Ces cinq critiques de la participation n’en excluent pas d’autres et ne sont pas décrites ici de manière exhaustive. Elles permettent cependant de mettre en évidence un aspect de la discussion : ce qui fait problème au sein de la participation peut varier selon les approches retenues. En outre, ces critiques dessinent un périmètre parmi d’autres des problèmes en relation avec la compréhension de la participation. Ce périmètre est de fait loin d’être anodin, il pourrait bien constituer une sorte de « bilan malgré lui ». D’autres chercheurs seront certainement appelés à le contester, à le prolonger et à le réécrire, contribuant par là à renégocier utilement les frontières de la participation. Cela signe aussi le souci partagé par d’autres, comme nous l’avons annoncé d’entrée de jeu, d’inscrire ces terrains et travaux dans une démarche cumulative.

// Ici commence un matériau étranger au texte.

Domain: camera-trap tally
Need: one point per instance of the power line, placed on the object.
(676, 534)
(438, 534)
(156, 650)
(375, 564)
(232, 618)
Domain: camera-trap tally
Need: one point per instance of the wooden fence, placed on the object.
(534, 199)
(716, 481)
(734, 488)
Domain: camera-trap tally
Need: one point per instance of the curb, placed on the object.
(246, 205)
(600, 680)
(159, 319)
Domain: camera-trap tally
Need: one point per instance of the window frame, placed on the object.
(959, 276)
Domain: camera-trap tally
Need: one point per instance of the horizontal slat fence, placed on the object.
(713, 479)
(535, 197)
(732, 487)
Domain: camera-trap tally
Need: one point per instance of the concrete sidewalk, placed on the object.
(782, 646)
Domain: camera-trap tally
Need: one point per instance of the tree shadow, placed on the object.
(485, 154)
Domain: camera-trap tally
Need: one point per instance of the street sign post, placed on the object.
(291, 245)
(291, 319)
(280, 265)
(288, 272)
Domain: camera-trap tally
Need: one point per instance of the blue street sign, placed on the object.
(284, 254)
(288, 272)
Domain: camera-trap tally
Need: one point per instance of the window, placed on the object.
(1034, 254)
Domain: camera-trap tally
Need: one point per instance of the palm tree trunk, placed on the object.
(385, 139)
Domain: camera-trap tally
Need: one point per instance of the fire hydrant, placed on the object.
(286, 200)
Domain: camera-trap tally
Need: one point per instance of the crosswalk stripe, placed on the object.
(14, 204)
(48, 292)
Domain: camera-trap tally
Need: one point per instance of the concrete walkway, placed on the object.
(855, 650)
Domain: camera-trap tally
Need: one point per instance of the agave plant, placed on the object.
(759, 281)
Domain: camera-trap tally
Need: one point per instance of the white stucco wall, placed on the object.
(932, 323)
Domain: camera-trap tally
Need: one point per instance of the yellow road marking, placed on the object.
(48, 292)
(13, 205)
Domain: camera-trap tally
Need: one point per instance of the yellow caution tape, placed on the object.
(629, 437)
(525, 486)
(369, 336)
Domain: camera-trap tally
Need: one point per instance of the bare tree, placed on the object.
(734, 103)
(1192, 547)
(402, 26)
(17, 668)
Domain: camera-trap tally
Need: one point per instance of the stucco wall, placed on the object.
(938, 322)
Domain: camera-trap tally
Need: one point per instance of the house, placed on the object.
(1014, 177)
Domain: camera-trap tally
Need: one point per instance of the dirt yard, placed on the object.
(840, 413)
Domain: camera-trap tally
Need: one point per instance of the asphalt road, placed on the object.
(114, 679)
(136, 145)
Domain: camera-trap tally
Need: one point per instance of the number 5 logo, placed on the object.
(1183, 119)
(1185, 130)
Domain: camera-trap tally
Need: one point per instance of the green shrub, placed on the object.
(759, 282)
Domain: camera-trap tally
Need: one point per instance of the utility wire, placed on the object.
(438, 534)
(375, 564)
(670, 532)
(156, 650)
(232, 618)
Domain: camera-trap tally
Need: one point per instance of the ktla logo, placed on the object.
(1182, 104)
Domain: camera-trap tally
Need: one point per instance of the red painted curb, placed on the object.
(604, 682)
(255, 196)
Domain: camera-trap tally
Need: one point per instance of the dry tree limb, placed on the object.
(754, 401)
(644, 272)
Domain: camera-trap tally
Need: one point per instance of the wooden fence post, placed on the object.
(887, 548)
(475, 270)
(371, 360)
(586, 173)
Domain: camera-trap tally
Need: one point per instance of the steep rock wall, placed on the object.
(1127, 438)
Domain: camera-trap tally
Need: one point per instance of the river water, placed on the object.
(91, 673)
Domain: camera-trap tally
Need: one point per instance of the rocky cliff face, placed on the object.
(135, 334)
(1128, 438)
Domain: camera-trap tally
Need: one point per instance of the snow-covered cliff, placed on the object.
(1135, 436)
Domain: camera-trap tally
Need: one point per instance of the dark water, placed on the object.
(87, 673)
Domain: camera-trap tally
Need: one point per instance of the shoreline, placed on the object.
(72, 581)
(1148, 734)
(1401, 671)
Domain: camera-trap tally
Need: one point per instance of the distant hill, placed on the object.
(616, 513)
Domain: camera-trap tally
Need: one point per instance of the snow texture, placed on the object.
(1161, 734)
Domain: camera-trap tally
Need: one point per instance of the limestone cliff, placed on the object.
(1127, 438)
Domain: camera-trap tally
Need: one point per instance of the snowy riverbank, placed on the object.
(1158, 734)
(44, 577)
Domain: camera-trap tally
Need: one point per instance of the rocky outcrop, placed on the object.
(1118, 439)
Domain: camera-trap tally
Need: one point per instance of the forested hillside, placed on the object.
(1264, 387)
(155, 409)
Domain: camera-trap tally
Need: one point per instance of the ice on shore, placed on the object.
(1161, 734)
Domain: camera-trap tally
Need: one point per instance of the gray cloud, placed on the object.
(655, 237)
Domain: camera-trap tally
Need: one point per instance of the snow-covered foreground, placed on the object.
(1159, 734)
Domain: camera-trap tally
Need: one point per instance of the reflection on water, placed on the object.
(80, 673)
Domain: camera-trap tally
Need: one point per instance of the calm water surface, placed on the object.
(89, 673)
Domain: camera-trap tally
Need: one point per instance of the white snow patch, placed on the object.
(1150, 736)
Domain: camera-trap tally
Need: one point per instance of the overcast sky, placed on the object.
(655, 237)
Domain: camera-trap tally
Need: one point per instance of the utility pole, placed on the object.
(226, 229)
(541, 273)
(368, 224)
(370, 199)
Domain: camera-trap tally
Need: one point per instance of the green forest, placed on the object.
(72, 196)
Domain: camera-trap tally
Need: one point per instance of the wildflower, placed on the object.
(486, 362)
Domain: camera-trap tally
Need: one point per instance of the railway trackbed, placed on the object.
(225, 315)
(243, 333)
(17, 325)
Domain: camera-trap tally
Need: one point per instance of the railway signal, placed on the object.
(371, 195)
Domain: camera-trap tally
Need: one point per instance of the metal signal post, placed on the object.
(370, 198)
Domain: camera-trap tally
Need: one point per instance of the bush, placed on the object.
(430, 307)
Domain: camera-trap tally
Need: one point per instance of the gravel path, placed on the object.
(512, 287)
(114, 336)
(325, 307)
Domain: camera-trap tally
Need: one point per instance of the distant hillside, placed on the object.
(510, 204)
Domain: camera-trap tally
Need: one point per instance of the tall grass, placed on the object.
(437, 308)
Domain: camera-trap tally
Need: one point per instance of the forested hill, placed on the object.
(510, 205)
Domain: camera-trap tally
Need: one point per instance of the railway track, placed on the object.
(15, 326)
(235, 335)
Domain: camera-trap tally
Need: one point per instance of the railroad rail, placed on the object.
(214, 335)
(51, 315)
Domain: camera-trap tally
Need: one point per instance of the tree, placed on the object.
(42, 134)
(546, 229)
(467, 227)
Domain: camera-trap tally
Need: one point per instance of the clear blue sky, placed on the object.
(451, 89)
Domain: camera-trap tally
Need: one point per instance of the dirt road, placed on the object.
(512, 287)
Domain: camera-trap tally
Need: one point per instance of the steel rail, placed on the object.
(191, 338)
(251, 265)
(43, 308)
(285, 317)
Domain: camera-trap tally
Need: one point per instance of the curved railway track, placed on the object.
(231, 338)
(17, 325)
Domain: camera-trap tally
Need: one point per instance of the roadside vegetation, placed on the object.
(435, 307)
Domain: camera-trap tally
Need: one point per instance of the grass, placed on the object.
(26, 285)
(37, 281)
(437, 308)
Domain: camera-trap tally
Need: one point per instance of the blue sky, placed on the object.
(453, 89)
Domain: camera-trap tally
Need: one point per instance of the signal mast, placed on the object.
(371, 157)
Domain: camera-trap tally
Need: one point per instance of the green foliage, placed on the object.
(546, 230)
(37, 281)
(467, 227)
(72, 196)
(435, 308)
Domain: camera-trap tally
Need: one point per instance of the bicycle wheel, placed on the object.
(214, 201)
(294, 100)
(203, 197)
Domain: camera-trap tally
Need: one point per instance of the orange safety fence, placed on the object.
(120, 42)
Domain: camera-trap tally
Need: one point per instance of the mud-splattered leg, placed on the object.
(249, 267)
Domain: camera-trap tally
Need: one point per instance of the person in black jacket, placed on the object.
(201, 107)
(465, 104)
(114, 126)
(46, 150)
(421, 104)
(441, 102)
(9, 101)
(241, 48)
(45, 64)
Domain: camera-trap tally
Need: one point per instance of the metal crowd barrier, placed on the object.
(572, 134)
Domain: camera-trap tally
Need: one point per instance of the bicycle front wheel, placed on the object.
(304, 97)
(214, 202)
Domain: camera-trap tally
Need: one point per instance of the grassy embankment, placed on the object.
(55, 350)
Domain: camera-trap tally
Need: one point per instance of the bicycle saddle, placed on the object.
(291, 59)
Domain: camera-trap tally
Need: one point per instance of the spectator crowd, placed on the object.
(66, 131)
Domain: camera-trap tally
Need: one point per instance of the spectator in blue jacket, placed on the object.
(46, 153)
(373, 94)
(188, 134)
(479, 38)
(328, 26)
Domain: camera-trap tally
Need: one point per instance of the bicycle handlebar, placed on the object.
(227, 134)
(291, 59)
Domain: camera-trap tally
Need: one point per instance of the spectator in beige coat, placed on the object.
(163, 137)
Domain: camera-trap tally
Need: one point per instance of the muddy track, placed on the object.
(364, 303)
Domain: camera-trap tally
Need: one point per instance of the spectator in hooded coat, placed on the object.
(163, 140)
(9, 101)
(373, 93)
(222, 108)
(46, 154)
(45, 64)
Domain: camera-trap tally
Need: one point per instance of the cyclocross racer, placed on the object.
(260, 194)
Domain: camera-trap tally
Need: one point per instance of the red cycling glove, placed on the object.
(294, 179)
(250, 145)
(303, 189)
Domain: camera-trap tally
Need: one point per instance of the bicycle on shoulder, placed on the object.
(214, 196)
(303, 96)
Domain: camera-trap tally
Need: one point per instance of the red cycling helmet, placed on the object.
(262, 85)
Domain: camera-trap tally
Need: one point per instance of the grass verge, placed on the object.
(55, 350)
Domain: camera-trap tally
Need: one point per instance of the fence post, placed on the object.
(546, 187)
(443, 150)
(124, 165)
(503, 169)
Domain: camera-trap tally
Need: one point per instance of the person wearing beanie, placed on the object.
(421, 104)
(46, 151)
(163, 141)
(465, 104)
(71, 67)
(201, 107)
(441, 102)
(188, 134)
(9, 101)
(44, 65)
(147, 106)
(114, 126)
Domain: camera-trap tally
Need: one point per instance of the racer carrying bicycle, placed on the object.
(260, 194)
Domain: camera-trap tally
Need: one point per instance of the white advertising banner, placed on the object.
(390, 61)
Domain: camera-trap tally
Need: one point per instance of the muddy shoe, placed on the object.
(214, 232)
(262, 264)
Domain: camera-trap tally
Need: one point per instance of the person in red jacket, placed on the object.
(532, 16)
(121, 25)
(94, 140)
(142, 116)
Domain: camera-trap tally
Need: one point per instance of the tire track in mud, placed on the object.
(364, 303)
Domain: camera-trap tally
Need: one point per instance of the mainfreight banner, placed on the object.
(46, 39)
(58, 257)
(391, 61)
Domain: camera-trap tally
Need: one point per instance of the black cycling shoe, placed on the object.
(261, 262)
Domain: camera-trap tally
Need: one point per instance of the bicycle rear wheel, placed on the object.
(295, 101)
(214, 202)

Nous ne pouvons qu’à peine évoquer ces critiques et leurs contours dans cette introduction, mais elles circonscrivent l’ampleur du travail qu’il reste à effectuer et désignent autant de problématiques qui demandent à être pleinement reconsidérées. Ces quelques points qui ouvrent ce dossier thématique sont indissociables des manières de répondre à ces problèmes et de combiner des pistes théoriques différentes. Les contributions reprises dans ce numéro spécial, chacune adoptant une démarche spécifique, s’attellent à nouer et à renouer différentes coordonnées critiques reprises plus haut et interrogent plus particulièrement la participation à partir de trois questions liées entre elles : le pouvoir, les capacités et les institutions.

Sur les pouvoirs et la participation

De Max Weber à Robert Dahl ou Charles Wright Mills, le pouvoir constitue, nous l’avons esquissé plus tôt dans cette introduction, une question classique des sciences politiques et sociales. Plusieurs déplacements sont proposés. Quels liens établir entre le pouvoir et la participation ? Comment les espaces participatifs permettent-ils de théoriser la dynamique des pouvoirs en action ? La contribution de Jérôme Boissonade ouvre quelques pistes à ce sujet. Prenant appui sur une observation participante d’un groupe de copropriétaires à Paris, l’intérêt de sa démarche consiste à dresser une critique forte des limites du modèle participatif tout en explicitant les moyens et les méthodes pour y échapper. Pour ce faire, Boissonade souligne la qualité politique et la force critique liées à un format participatif d’un « agir militant » dont le modèle participatif classique et la figure du citoyen capable qui y est associée ne parviennent pas suffisamment à rendre compte. Liant l’ethnographie des mobilisations et de la participation à une sociologie critique, l’article s’inscrit dans une réflexion élargie qui décentre la participation et l’appréhende en étudiant les modalités de transformation et de changement du pouvoir qui deviennent possibles. Un des apports les plus manifestes de cette contribution réside dans l’articulation entre une échelle d’observation de type micro, s’appuyant sur une enquête ethnographique permettant de voir la participation en train de se faire, et une réflexion plus générale sur les processus et les opérations liés à la constitution d’un pouvoir.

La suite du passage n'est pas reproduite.